BT

Facilitating the Spread of Knowledge and Innovation in Professional Software Development

Write for InfoQ

Topics

Choose your language

InfoQ Homepage Articles 14 Things I Wish I’d Known When Starting with MongoDB

14 Things I Wish I’d Known When Starting with MongoDB

This item in japanese

Key Takeaways

  • Even though MongoDB doesn’t enforce it, it is vital to design a schema.
  • Likewise, indexes have to be designed in conjunction with your schema and access patterns.
  • Avoid large objects, and especially large arrays.
  • Be careful with MongoDB’s settings, especially when it concerns security and durability.
  • MongoDB doesn’t have a query optimizer, so you have to be very careful how you order the query operations.

I’ve been a database person for an embarrassing length of time, but I only started working with MongoDB recently. When I was starting out with MongoDB, there are a few things that I wish I’d known about. With general experience, there will always be preconceptions of what databases are and what they do. In hopes of making it easier for other people, here is a list of common mistakes.

Creating a MongoDB server without authentication

Unfortunately, MongoDB installs without authentication by default. This is fine on a workstation, accessed only locally. But because MongoDB is a multiuser system that likes to use as much memory as it can, it is much better installed on a server, loaded up to the hilt with RAM, even for development work. To install it on a server on the default port without authentication is asking for trouble, especially when one can execute arbitrary JavaScript within a query (e.g. $where as a vector for injection attacks).

There are several authentication methods, but user ID/password credentials are easy to install and manage. Do that method while you think about your fancy LDAP-based authentication. While we’re talking about security, MongoDB must be kept up-to-date, and it is always worth checking logs for signs of unauthorized access. I like to use a different port to the default.

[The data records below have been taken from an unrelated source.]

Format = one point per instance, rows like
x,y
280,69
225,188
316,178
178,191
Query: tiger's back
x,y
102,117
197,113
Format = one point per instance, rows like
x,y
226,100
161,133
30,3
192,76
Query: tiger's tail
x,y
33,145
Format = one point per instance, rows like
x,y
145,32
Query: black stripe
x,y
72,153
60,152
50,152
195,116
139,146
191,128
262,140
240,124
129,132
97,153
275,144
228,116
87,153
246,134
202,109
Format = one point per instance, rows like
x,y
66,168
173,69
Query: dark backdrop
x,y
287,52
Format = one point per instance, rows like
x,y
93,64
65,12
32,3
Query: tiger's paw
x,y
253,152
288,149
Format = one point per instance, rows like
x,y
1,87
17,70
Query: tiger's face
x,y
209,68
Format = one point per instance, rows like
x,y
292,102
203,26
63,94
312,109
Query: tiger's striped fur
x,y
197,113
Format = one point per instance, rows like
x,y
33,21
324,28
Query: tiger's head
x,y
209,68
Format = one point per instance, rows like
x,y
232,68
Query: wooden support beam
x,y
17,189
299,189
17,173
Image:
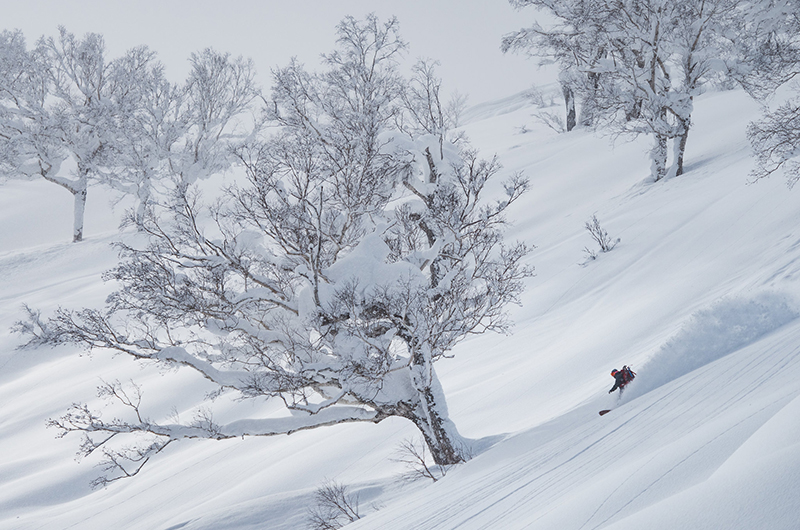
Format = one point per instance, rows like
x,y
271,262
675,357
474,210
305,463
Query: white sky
x,y
463,35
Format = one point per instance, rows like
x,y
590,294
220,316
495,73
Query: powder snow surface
x,y
701,297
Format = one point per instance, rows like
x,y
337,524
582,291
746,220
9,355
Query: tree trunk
x,y
79,195
569,102
658,158
589,106
678,150
431,418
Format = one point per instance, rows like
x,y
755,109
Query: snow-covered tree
x,y
352,260
574,42
776,142
643,62
176,134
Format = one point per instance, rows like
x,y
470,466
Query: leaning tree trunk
x,y
79,194
679,150
569,102
430,415
658,158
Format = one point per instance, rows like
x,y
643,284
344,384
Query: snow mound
x,y
712,333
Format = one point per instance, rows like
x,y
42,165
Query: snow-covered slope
x,y
701,296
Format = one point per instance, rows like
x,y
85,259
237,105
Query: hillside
x,y
700,296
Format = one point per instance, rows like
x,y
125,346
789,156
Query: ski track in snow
x,y
699,296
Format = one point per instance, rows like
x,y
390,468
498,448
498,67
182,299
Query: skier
x,y
621,378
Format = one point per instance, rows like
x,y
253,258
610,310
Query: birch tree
x,y
353,258
646,61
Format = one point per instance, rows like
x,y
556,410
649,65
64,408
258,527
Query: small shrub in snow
x,y
333,507
600,235
418,462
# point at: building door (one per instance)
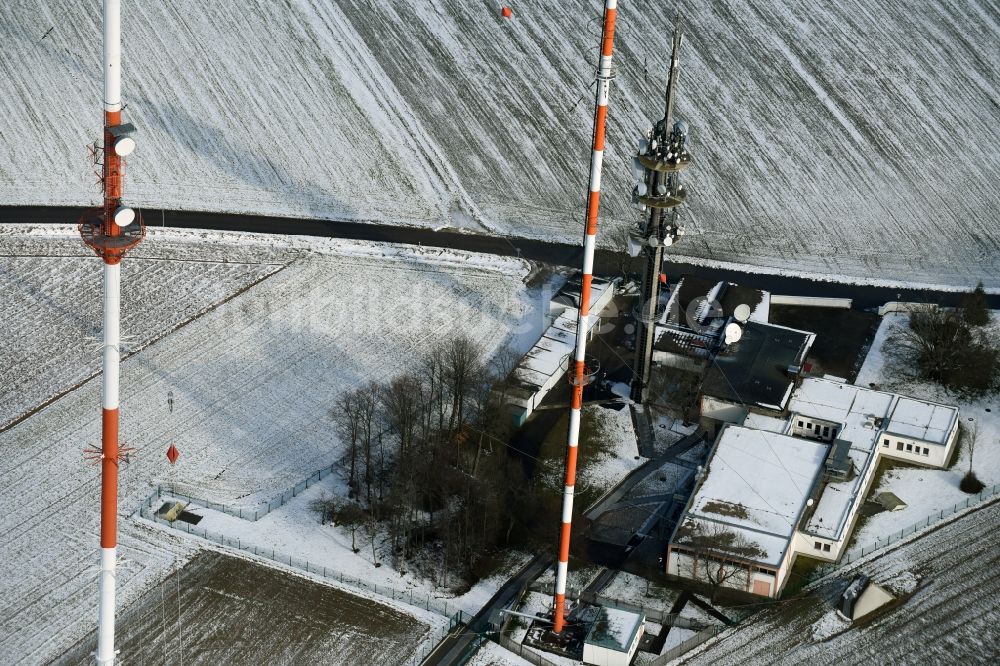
(762, 587)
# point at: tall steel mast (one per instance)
(111, 231)
(662, 155)
(579, 375)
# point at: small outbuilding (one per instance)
(614, 637)
(861, 598)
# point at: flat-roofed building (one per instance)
(853, 427)
(739, 526)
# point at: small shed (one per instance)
(614, 637)
(890, 502)
(861, 598)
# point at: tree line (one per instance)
(427, 463)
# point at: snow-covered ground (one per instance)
(926, 491)
(293, 529)
(52, 309)
(491, 654)
(853, 139)
(602, 469)
(252, 379)
(952, 616)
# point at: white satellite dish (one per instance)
(733, 333)
(124, 216)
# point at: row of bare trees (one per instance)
(427, 463)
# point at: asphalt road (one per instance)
(606, 262)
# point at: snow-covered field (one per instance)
(926, 491)
(853, 139)
(253, 380)
(52, 310)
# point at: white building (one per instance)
(614, 637)
(546, 363)
(739, 526)
(757, 480)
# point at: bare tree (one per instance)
(325, 507)
(719, 553)
(970, 483)
(943, 348)
(463, 365)
(351, 515)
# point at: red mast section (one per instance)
(580, 376)
(111, 231)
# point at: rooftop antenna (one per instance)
(579, 375)
(111, 231)
(662, 155)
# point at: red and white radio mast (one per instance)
(580, 377)
(111, 231)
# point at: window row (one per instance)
(910, 448)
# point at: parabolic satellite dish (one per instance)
(733, 333)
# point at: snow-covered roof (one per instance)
(858, 411)
(754, 370)
(549, 355)
(926, 421)
(615, 628)
(756, 486)
(836, 503)
(865, 413)
(765, 422)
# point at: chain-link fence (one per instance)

Forgetting to tie down MongoDB’s attack surface

MongoDB’s security checklist gives good advice on reducing the risk of penetration of the network and of a data breach. It is easy to shrug and assume that a development server doesn’t need a high level of security. Not so: It is relevant to all MongoDB servers. In particular, unless there is a very good reason to use  mapReduce, group, or $where, you should disable the use of arbitrary JavaScript by setting javascriptEnabled:false in the config file. Because the data files of standard MongoDB is not encrypted, It is also wise to Run MongoDB with a Dedicated User with full access to the data files restricted to that user so as to use the operating systems own file-access controls.

Failing to design a schema

MongoDB doesn’t enforce a schema. This is not the same thing as saying that it doesn’t need one. If you really want to save documents with no consistent schema, you can store them very quickly and easily but retrieval can be the very devil.

The classic article ‘6 Rules of Thumb for MongoDB Schema Design’ is well worth reading, and features like Schema Explorer from third-party tools such as Studio 3T is well worth having for regular schema check-ups.

Forgetting about collations (sort order)

This can result in more frustration and wasted time than any other misconfiguration. MongoDB defaults to using binary collation. This is helpful to no cultures anywhere. Case-sensitive, accent-sensitive, binary collations were considered curious anachronisms in the eighties along with beads, kaftans and curly moustaches. Now, they are inexcusable. In real life a motorbike is the same as a Motorbike. Britain is the same place as britain. Lower-case (minuscule) is merely a cursive equivalent of an upper-case (majuscule) letter. Don’t get me started about the collation of accented characters (diacritics).  When you create a MongoDB database, use an accent-insensitive, case-insensitive collation appropriate to the languages and culture of the users of the system. This makes searches through string data so much easier.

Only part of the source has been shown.